イ)馬場講座では、本来コスティキャン的なゲームとしては整理され得ないβ)「物語状況が相互了解される自然言語のコミュニケーション」⇔γ)「PCの行為選択が問われる自然言語のコミュニケーション(“疑似ゲーム”)」の性質と相互関連がまったく理解されていない。
 またアキトくんの論考で整理された「カタイところ」と「ヤワラカイところ」の複合/関与/付与の関連や性質の違いも未整理。
 このため馬場講座はTRPGの「特殊解」になっている。
 これは馬場講座がTRPGセッションに特有の自然言語コミュニケーションの性質について考慮していないことに起因する必然的帰結である。
ロ)馬場講座では本来コスティキャン的なゲームとしては処理され得ない、α)「“ルール改変”の言語ゲーム」(設定変更や追加設定が処理される)の性質がまったく考慮されていない。
 これは馬場講座が「実装/論理システムの2分節で比較的綺麗に整理されるごく一部のゲーム」のモデルを強引に理論の基礎に据えていることに起因する必然的帰結である。
ハ)イ)、ロ)が複合した結果、馬場講座で言われている「多層的意思決定」は何の層と何の層の多重であるのかが未整理になりジャーゴンに堕している。
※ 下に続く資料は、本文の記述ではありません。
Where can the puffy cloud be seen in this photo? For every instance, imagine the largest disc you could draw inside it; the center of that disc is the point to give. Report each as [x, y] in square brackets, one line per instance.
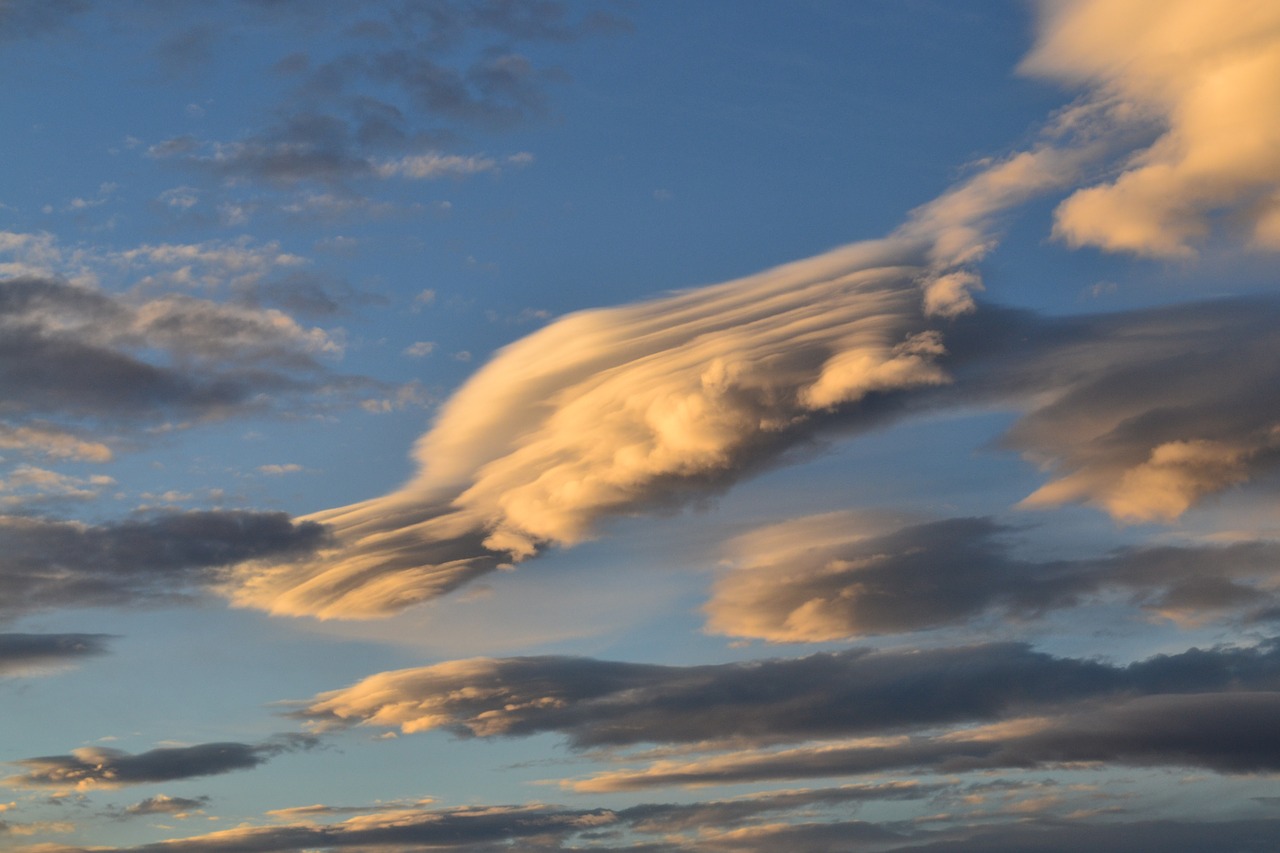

多層といいつつ、性質が異なる層など想定されてはいないので、論じられているのは実は単層にすぎない。
 馬場講座で言われる『多層』」はたかだか、γ層とδ層を複合されたものを「ごく一部のゲーム」モデルから強引に整理したものにすぎない。TRPGセッションにおける「パレート最適解」問題をもっともらしい理論で用語化しただけのもの、というのが真相。
 TRPGにおいて重要かつ特徴的な多層性は、本来的に性質自体が異なる層の関連に起因する。「馬場講座」の視野にはこの点も入っていない。これも「馬場講座」が「特殊解」にすぎないことの現れの一部。

 
>12/20のmyrtさんの投稿にある多目的ゲームの概念。これも架空世界内での話です。勝利条件が流動的であることと、目的が多数あることは非常に密接に関係があると思います。そして、自然言語を用いて架空世界を記述・描写するというゲームの性質上、これは不可避であるとも言えます。
 
 同感です。

>逆にこうした多目的性がTRPG独特かと言うとそうではなく、勝利条件が複数の尺度で測られるゲームはいくらでも考えられるとは思います。
 
 トモスさんも賛成してくれると思いますが。多目的性自体は、TRPGに独特とも言えなくとも、TRPGでの多目的性の生成メカニズム、その様態、処理手法などには独特なものがみられるわけです。
 
>TRPGの特徴があるとすれば、そうした勝利条件が一部しか明示されていない点でしょうか。僕は「誰も勝利条件の全貌を知らない」という未定義性について今まで使った形容がここに当てはまる気がします。勝利条件は必ずしも唐突に、あるいはご都合主義的なプレイヤーの意思決定によって現れる(成立する)わけではない。でも全てが必然的に決められていたのではなく、状況に応じて発案・発見されるという側面がある。myrtさんの立場とは少し異なるような気もしますが。
 
 そうですね。
 アタシは特に「勝利条件は必ずしも唐突に、あるいはご都合主義的なプレイヤーの意思決定によって現れる(成立する)わけではない。でも全てが必然的に決められていたのではなく、状況に応じて発案・発見される」を、β)「物語状況が相互了解される自然言語のコミュニケーション」を中心に考えたいと思っています。
 これはMyrtさんともトモスさんとも異なる視座だろうと思っています。
 
 最後に補足しますと、アタシは多分、プレイヤーとしても、GMとしても、セッションにおいて、TRPGの流動性を、システム(ルール系+ワールド)の限界の内で最大限効果的に活用したい、って立場なんだと(自分では)思っています。
 ただ、TRPGの流動性の評価・判定の基準に「ワールド解釈の妥当性」と「物語的納得力」も導入していますので。それで、いまだに、例の「一連の議論」「ルールとワールドに許容される限り自由」の議論がいつまでも気になって仕方ないんだろう、と思っています。